Protests have erupted in Tunisia after the killing of outspoken opposition leader Mohamed Brahmi outside his house in the capital, Tunis, the second political assassination in the country this year.
Unknown gunmen shot Brahmi - who belonged to the nationalist and secular Popular Front party - several times early Thursday.
The 58-year-old politician was a vocal critic of Tunisia's Islamist-led government and a member of the Constituent Assembly charged with drawing up the North African country's new constitution.
After the killing, thousands of people protested outside the Interior Ministry in Tunis and a hospital where Brahmi's body had been taken. Similar demonstrations erupted in the southern town of Sidi Bouzid, the cradle of the Tunisian revolution, where protesters set fire to two local offices of the governing Ennahda party.
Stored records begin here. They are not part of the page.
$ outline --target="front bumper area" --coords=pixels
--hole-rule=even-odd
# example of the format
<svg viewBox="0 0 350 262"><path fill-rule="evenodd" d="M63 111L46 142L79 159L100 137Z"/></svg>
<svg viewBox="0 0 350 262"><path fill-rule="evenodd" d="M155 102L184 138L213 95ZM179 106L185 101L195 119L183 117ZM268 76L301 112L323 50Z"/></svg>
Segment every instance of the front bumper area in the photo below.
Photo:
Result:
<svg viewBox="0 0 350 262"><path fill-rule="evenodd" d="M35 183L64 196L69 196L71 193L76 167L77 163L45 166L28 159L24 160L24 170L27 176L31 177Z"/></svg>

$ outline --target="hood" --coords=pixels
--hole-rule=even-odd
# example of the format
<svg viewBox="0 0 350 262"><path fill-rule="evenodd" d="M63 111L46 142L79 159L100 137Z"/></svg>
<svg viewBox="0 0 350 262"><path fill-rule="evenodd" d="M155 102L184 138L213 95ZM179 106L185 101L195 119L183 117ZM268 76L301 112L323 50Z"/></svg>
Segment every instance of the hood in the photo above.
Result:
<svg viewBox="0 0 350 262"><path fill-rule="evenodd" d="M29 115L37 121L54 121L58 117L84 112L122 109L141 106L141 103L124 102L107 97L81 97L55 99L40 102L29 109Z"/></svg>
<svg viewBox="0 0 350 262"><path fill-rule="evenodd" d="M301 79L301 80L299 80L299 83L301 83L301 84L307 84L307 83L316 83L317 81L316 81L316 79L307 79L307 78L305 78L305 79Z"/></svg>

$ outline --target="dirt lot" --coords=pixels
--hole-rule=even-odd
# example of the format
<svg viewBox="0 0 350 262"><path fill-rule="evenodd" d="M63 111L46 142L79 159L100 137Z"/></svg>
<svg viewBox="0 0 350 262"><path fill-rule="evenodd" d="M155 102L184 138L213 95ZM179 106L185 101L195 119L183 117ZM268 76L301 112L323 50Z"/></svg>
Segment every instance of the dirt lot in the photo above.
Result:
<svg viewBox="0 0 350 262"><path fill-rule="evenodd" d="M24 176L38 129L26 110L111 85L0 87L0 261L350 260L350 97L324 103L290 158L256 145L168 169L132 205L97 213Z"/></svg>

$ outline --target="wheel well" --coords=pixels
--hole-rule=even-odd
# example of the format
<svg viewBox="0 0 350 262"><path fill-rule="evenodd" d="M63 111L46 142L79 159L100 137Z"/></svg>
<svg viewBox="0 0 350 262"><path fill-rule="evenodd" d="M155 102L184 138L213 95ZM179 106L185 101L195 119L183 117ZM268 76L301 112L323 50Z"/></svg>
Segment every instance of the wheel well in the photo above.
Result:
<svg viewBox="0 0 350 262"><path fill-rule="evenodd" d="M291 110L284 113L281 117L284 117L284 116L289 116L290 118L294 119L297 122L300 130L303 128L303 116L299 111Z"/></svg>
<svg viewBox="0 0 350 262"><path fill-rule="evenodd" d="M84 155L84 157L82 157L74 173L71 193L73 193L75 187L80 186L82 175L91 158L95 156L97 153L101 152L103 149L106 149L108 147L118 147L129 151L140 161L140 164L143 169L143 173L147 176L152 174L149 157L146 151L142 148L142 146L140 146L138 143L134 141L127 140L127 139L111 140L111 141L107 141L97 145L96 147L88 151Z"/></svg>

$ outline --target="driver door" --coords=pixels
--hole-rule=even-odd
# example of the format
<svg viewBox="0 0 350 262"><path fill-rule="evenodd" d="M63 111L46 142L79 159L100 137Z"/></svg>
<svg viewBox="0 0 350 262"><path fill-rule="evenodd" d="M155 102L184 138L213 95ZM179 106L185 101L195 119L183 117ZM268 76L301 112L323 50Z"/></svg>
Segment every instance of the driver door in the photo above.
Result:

Assassinated Tunisian opposition politician Mohamed Brahmi's daughter Balkis (C) holds a Tunisian flag as she mourns his death in Tunis, July 25, 2013.
The moderate Islamist Ennahda, which rules in coalition with two secular parties, quickly condemned the killing.
The chairman of the Constituent Assembly said Friday will be a day of mourning for Brahmi. Tunisia's largest labor union, UGTT, called for a general strike the same day to protest Brahmi's death.
The February assassination of another secular politician, Chokri Belaid, ignited the worst violence in Tunisia since the 2011 fall of autocratic president Zine al-Abidine Ben Ali and provoked a political crisis that nearly derailed the country's political transition.
Brahmi's family and Tunisian rights activists swiftly charged that Ennahda was behind both murders.
The opposition has criticized Ennahda for not cracking down on Islamist extremists, and many members of Belaid's party hold the government responsible for his assassination.
Tunisian officials say six suspects sought for Belaid's assassination are still on the run and their names will soon be revealed.
Thursday's killing comes as Tunisia was celebrating the 56th anniversary of becoming a republic after gaining independence from France.